Sabtu, 06 Agustus 2011

Jejak-Jejak Dalam Rumah Biru



Added from rezqlovely[dot]blogspot[dot]com
Warna biru langit yang menempel di setiap papan dinding bagian luar tidak semua bisa terlihat pada malam hari. Cahaya dari lampu pijar yang tergantung di sudut kanan teras rumah tidak dapat menerangi sisi dinding rumah yang mungil itu. Hanya bagian teras yang tersiram cahaya kuning seadanya, bangku panjang yang ada di sana pun hanya terlihat remang, mematung sepanjang perjalanan waktu. Sudah ramai orang yang mendudukinya, dia hanya diam saja, hingga pada saat giliranku yang menyentuhnya, dia masih diam dalam keluguannya. Akhirnya aku berjanji tidak akan sesering mereka duduk di sana.

Lapangan bola yang ada di depan rumah, di seberang jalan, samar terlihat hampir tertutup oleh luapan air dari sungai kecil yang bermuara di Batanghari. Aku hanya sekali berlari mengejar bola di sana, seingatku. Aku takut terjatuh dan penyakitku kambuh. Dalam keadaan terlalu capek aku seringkali terjatuh pingsan. Dan belum sepuluh menit berlalu, gemintang yang harusnya hadir pada malam hari, sudah mulai berdatangan di hadapanku, di depan mataku, sebelum senja pergi bersama mega merah. Aku hanya ingin meninggalkan bekas di lapangan itu. Dan kini hampir hilang tertutup luapan air. Aku hanya duduk diam di dekat pintu. Aku menikmati duduk di lantai, bukan di kursi. Dengan demikian, dengan leluasa aku bisa melihat pijar kuning cahaya dari sudut teras rumah.

Jalan setapak kecil yang ada di samping rumah menjadi gelap di kala malam. Jalan yang membawa ku melihat arus coklat air yang mengalir di sungai kecil, tepatnya parit. Tempat bermain-main air ketika air meluap, melewati bibir sungai hingga menyentuh rerumputan di kebun belakang.

Aku hanya berbicara sesekali, menimpali hal-hal yang kadang mungkin tidak begitu menarik untuk di dengarkan. Aku hanya diam sambil berbisik dengan kursi panjang di teras, bertanya, apa yang harus aku lakukan. Dia hanya tersenyum dan kembali diam dalam malam.

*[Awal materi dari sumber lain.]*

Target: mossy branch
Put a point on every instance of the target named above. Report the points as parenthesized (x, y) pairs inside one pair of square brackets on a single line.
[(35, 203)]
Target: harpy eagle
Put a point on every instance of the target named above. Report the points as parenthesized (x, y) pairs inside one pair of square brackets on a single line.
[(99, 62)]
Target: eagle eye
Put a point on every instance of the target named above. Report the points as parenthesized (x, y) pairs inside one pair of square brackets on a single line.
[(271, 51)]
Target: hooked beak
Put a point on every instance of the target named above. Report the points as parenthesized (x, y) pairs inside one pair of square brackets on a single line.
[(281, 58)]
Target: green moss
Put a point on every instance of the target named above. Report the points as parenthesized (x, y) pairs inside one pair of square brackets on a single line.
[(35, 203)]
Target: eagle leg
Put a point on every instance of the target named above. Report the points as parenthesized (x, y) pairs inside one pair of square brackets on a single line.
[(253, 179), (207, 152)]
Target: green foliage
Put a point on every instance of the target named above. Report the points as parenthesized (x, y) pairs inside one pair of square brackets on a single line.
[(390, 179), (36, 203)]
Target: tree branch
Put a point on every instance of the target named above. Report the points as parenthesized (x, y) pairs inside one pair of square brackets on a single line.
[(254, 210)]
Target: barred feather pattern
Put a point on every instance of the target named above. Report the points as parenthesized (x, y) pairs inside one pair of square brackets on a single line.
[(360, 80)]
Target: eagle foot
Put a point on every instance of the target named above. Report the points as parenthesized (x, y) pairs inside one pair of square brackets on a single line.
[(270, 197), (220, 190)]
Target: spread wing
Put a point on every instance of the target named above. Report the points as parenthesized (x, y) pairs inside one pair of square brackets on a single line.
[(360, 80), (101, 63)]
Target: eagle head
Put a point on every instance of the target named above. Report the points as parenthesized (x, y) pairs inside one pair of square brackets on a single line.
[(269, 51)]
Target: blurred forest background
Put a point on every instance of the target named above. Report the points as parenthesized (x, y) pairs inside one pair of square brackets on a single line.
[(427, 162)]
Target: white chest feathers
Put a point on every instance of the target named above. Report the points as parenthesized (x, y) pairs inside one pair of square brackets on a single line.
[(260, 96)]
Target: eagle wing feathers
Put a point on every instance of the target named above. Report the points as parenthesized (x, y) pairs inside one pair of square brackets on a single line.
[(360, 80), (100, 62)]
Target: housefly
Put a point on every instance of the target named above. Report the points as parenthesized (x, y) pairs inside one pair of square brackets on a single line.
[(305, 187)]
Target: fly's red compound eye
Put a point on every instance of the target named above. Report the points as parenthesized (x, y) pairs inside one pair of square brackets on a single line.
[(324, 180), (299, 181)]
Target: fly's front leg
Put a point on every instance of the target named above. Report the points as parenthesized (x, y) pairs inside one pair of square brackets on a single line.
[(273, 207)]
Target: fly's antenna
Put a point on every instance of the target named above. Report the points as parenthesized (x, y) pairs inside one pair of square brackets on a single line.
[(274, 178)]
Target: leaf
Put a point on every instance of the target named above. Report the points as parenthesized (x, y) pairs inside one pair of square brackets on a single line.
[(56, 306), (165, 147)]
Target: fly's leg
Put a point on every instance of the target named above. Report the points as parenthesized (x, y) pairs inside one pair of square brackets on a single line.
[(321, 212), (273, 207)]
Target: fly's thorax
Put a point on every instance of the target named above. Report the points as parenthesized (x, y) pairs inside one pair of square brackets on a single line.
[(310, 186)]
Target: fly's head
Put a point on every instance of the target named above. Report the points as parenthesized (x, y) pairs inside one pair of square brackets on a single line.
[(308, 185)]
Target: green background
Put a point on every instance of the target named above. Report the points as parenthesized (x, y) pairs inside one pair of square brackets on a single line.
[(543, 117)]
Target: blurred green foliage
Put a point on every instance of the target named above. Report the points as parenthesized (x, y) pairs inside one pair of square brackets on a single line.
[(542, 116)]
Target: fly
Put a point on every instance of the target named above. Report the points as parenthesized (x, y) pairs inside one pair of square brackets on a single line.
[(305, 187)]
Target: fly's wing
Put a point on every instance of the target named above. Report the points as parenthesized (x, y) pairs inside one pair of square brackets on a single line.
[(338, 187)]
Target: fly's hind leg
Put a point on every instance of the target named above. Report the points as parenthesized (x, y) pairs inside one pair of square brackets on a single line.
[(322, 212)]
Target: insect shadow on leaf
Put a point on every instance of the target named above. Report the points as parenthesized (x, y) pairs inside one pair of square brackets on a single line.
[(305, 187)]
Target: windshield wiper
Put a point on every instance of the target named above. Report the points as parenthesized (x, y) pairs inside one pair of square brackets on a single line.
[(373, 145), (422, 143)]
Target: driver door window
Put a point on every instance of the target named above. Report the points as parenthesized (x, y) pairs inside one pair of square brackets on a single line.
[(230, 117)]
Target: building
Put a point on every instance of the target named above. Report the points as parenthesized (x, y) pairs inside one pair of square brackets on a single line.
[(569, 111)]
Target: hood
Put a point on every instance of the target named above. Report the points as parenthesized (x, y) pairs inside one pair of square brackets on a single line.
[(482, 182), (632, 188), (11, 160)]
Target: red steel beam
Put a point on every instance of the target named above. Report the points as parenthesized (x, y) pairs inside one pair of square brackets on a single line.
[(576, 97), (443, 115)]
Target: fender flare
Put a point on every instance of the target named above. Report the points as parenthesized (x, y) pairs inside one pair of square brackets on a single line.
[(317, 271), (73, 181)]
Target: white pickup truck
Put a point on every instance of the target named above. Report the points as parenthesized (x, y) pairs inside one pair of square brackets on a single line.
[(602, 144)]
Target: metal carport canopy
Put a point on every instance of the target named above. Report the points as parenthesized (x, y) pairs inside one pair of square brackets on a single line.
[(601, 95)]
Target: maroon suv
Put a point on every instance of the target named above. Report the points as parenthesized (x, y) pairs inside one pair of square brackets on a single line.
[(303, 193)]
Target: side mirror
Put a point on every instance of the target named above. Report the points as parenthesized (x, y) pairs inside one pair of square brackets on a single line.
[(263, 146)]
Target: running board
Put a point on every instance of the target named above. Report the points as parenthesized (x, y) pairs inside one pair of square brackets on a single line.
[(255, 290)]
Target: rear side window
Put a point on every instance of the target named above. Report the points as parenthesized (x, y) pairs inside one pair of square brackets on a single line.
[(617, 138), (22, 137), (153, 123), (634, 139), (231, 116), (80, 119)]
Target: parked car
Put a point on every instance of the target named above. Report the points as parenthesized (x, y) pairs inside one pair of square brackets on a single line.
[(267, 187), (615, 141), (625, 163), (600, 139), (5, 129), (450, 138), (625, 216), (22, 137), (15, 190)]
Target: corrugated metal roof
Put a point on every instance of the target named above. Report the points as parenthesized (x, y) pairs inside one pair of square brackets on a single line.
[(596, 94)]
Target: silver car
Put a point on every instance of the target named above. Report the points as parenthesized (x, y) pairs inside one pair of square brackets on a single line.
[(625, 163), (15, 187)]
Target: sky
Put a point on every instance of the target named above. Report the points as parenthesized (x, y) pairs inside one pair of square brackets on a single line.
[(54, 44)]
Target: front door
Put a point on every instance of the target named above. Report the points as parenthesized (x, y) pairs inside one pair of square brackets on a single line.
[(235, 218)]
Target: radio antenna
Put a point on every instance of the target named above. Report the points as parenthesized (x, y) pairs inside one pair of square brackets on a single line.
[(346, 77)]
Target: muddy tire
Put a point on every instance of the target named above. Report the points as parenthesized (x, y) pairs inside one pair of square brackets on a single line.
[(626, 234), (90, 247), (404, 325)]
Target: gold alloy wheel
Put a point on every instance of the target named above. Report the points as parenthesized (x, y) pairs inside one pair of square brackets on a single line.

Sajadah yang mulai lusuh itu pun pernah aku hamparkan dalam kamar yang mungil itu, berdoa kepada Allah untuk sebuah pengharapan. Sebuah kotak menyangga rak kecil yang berisi beberapa buku. Sangat sederhana. Dan ranjang kecil yang hanya baik untuk merebahkan badan satu orang saja. Tidak banyak. Hanya itu saja. Bahkan pintu kamar tidak terkunci sama sekali, hanya tirai yang menghalangi pandangan keluar. Jejakku tertinggal di sana. Jejak doa dikala senja.

Setiap sudut dari rumah sudah aku salami semua kecuali kamar yang satunya. Memang aku tidak mau. Anggap saja itu punya orang lain dan aku tentu tidak boleh kesana. Kalau meja makan dan kursi plastik biru itu, aku sangat kenal. Berkali-kali aku makan disana. Jejakku juga ada di sana. Bahkan sampai ke bagian belakang, sampai ketika ibu menggorengkan telur mata sapi yang dibumbui cabe campur gula untuk makan siang kami. Jejakku pun ada di sana. Dan setiap tetes air untuk wudhu, aku juga di sana. Aku menatap keluar. Jalanan sudah hening. Tetumbuhan yang menjadi pagar hidup, sudah basah oleh embun. Aku harus segera beranjak.

Jarang sekali kata-kata ku dengar. Hanya detak jarum jam yang semakin jelas terdengar dan tatapan-tatapan seperti biasa. Tatapan yang kemarau. Mungkin karena terlalu lama tidak membicarakan sesuatu yang telah menggenggam matanya, senyumnya, bahkan wajahnya. Seringkali yang ada adalah wajah berbaju kecemasan. Tapi hanya diam. Iya, aku yang salah. Aku harus bergegas, meski sebenarnya ingin lebih lama.

Aku berlalu. Sudah lama. Bahkan aku tidak tahu apakah dindingnya masih biru atau sudah berubah. Aku ingin ke sana melihatnya. Melihat pijar kuning lampu di sudut kanan atas teras. Melihat bangku panjang yang hanya terpekur diam, meski sesekali tersenyum. Melihat meja makan dan kursi plastik biru. Melihat sajadah lusuh di hamparkan dalam kamar yang mungil. Aku ingin. Tapi aku sangsi akan keberadaannya sekarang. Bagaimana kalau sudah berganti. Oh tidak. Jejakku akan hilang, dan mungkin tidak ada alasan lagi untuk melihatnya. Semoga masih utuh, meski hanya dalam cerita ini sekalipun. Dan jejak itu masih ada dalam malam yang telah tertinggal jauh di belakang.


Jambi, Rumah Kemuliaan,
            05 Agustus 2011,
            00.45 AM.

6 comments:

Anonim mengatakan...

Jejak itu tidak akan pernah hilang kok, karena kamu sudah menjadi bagian dari rumah biru..

numpang ngabuburit ya bi, biar gk berasa nunggu maghrib.. hehe

NIT NOT at: 7 Agustus 2011 pukul 03.45 mengatakan...

seprtinya tempat itu indah dan mengesankan....semoga masih bisa melihat sejenak ke masa lalu dan kembali merasakan masa2 yg berkesan di masa itu..:D

habibi daeng at: 7 Agustus 2011 pukul 14.54 mengatakan...

mas Nit Not,, tempat itu tidaklah indah mas, hanya saja banyak kenangan indah di sana. hehehe. aamiin. aku juga berharap semoga masih bisa ke sana.

Dhenok,, iya juga seh,, tapi kalau semuanya sudah berubah,, jejaknya jadi samar gitu. tafaddol, makasih malah udah mau mampir. kirain sekalian bubar gitu hehee

Ujang Arnas at: 7 Agustus 2011 pukul 15.13 mengatakan...

seperti berada disana :)

keep posting mas

habibi daeng at: 7 Agustus 2011 pukul 15.19 mengatakan...

hehehe alhamdullah, berarti diksinya pas, hehehe

Taufiqillah at: 18 Agustus 2011 pukul 21.39 mengatakan...

Biru adalah salah satu warna kesukaanku.